I was sitting in a bar last night, talking to a friend who was from time to time looking down the bar at his wife. They had been separated for two years: no hope.
She was palling it up with another man. They looked as if they were having a lot of fun.
My friend turned and asked me about two books of my poetry. I'm a minor poet; even so, people sometimes ask me questions like that.
He said he used to have the books but he didn't have them anymore. They were gone. I said that one of the books was out of print and copies of the other book were down at City Lights Bookstore.
He took a look down at his wife. She was laughing at something the other man had said, who was then quite pleased with himself, and so it goes.
"I have a confession to make," my friend said. "Remember that night I came home from work and found you and my wife drunk together on sweet vermouth in the kitchen?"
I remembered the evening, though nothing had happened. We were just sitting there in the kitchen, listening to the phonograph and drunk on sweet vermouth. There were probably thousands like us all across America.
"Well, when you left, I went and got those two books of your poetry out of the bookcase and tore them up and threw the pieces on the floor. All the king's horses and all the king's men couldn't have put those books of poetry back together again."
"Win a few, lose a few," I said.
"What?" he said.
He was a little drunk. There were three empty beer bottles in front of him on the bar. Their labels had been carefully scratched off.
"I just write the poetry," I said. "I'm not a shepherd of the pages. I can't look after them forever. It wouldn't make sense."
I was also a little drunk.
"Anyway," my friend said, "I would like to have those books again. Where can I get them?"
"One of them has been out of print for five years. The other one you can get at City Lights," I said, busy putting together and filming in my mind what went on after I left the kitchen and went home, glowing like a lantern in sweet vermouth.
What he said to her before he went and got the books of poetry and tore them up.

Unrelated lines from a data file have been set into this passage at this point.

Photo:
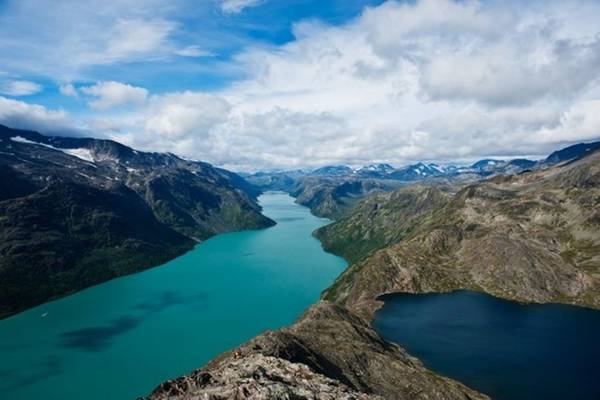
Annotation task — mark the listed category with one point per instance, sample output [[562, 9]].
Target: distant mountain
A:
[[333, 170], [374, 170], [571, 152], [415, 172], [75, 212]]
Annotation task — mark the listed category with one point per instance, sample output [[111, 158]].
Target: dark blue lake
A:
[[504, 349]]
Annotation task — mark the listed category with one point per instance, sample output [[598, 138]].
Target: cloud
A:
[[19, 88], [131, 39], [194, 51], [404, 81], [236, 6], [79, 36], [110, 94], [68, 90], [19, 114]]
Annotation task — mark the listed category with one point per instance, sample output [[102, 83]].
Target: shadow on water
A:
[[98, 338], [47, 367]]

What she said, what he said, which book went first, the way he tore it. Oh, a lovely act of healthy outrage and what was taken care of after that.
•••
I was at City Lights a year ago and saw somebody looking at one of my books of poetry. He was pleased with the book, but there was a reluctance to his pleasure.
He looked at the cover again and turned the pages again. He stopped the pages as if they were the hands of a clock and he was pleased at what time it was. He read a poem at seven o'clock in the book. Then the reluctance came again and clouded up the time.
He put the book back on the shelf, then he took it off the shelf. His reluctance had become a form of nervous energy.
Finally, he reached into his pocket and took out a penny. He placed the book in the crook of his arm. The book was now a nest and the poems were eggs. He threw the penny up into the air, caught it and slapped it onto the back of his hand. He took his other hand away.
He put the book of poetry back on the shelf and left the bookstore. As he walked out, he looked very relaxed. I walked over and found his reluctance lying there on the floor.
It was like clay but nervous and fidgeting. I put it into my pocket. I took it home with me and shaped it into this, having nothing better to do with my time.